Hot Stuff

Nov. 1, 2004
Manager: Bill Dickson Title: Owner Fleet: William Dickson Industries, Derry, PA Operation: Aggregate, sand and gravel hauler PROBLEM: William Dickson Industries puts its 42 dump trucks through their paces year-round moving bulk loads of aggregate, shot rock and sand around its service area in rugged, hilly western Pennsylvania. When deep winter cold settles over the region, the fleet keeps those building

Manager: Bill Dickson

Title: Owner

Fleet: William Dickson Industries, Derry, PA

Operation: Aggregate, sand and gravel hauler

PROBLEM:

William Dickson Industries puts its 42 dump trucks through their paces year-round moving bulk loads of aggregate, shot rock and sand around its service area in rugged, hilly western Pennsylvania.

When deep winter cold settles over the region, the fleet keeps those building materials moving, thanks to heated bodies. Not the drivers — the dump bodies.

“About two months a year,” says fleet owner Bill Dickson, “temperatures here will range between 45 and below freezing.”

And when the thermometer sinks to those levels, asphalt and aggregate will stick to the inside of the fleet's 19.5-ft. aluminum Benson dump bodies.

Talk about maintenance and delivery headaches — or in this case, body aches.

Dickson has gotten around this for some time by having the truck exhaust routed by OEMs and body builders so it can heat the body as needed.

But when his preferred engine supplier, Caterpillar, released its ACERT engines, Dickson learned their use of a catalytic converter exhaust made it difficult to continue doing such exhaust routing, at least in the manner it had been done up until then.

SOLUTION:

I'd been a long-time Cat user and wanted to continue to be,” says Dickson. “Kenworth came up with a solution to heat our dump bodies while still using Cat engines.”
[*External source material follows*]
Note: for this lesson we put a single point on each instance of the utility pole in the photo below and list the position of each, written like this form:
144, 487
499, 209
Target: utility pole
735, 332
So, to keep Cat power, Dickson took in his first Kenworth trucks, a batch of W900B models specially engineered to heat the fleet's tri-axle dump bodies.
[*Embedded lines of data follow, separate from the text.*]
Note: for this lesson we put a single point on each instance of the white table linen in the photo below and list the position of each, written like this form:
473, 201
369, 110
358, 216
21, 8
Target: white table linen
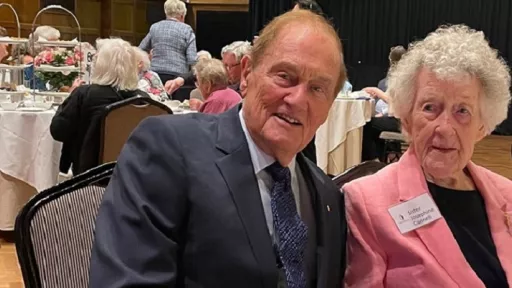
29, 162
339, 140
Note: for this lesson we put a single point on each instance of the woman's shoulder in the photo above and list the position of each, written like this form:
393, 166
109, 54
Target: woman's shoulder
380, 187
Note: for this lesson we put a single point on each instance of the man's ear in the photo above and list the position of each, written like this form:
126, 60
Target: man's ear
246, 63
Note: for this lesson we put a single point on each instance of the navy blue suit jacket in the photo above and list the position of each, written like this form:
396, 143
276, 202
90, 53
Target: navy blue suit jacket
183, 209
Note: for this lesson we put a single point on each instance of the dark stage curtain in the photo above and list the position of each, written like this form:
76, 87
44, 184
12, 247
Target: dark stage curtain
263, 11
369, 28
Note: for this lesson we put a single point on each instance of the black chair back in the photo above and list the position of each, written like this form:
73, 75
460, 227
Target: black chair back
119, 121
54, 231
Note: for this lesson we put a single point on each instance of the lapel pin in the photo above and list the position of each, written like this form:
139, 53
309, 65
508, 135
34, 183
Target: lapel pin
508, 222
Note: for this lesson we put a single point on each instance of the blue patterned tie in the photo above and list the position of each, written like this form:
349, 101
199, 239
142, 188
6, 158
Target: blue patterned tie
291, 232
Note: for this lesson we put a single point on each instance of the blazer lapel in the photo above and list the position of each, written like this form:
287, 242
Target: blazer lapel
328, 211
412, 183
237, 170
499, 214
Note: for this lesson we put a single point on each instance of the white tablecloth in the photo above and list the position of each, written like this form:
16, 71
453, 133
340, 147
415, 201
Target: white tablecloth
29, 162
339, 140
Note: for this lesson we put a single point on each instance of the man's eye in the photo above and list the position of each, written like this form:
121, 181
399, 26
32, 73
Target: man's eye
428, 108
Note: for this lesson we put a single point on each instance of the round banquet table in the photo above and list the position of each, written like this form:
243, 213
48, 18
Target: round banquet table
29, 162
339, 140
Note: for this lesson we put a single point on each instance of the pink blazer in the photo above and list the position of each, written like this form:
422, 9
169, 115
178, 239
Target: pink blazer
380, 256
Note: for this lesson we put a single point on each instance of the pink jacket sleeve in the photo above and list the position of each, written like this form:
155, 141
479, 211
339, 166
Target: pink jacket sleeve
213, 107
366, 264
According to Kenworth chief engineer Jim Bechtold, the solution the OEM crafted involves having an “independent catalytic converter mounted under the chassis and either single or dual mufflers attached on the side of the cab.
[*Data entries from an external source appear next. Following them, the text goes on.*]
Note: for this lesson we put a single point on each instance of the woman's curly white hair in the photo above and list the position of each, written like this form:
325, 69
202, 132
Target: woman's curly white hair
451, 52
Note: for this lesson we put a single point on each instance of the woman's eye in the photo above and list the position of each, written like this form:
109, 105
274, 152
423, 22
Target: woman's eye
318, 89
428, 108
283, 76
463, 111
“This enables body builders to mount their exhaust diverter box in a place that allows exhaust to pass through the catalytic converter before it is routed through the dump body,” he explains.

Bechtold notes the special exhaust system is available on T800 and W900 day cabs and is exclusive to Caterpillar C15, C13 and C11 diesel engines.

“If Kenworth had not come up with a solution to heat the dump body with the Cat engine, we would have been forced to change to a different power,” says Dickson.

Now that the KWs are in service, he also reports driver response has been very good. “They've commented about how smooth the ride is and on the quietness of the cab.

“The engineering attention to detail is very evident with this truck,” Dickson adds.

Dickson says he's also impressed in general with the engineering effort put into the fleet's new Kenworths.

“Little things make a big difference,” he remarks. “Mirrors are cowl-mounted and the weather stripping is on the door, not the body, for better sealing. The engineering attention to detail is very evident with this truck,” he adds.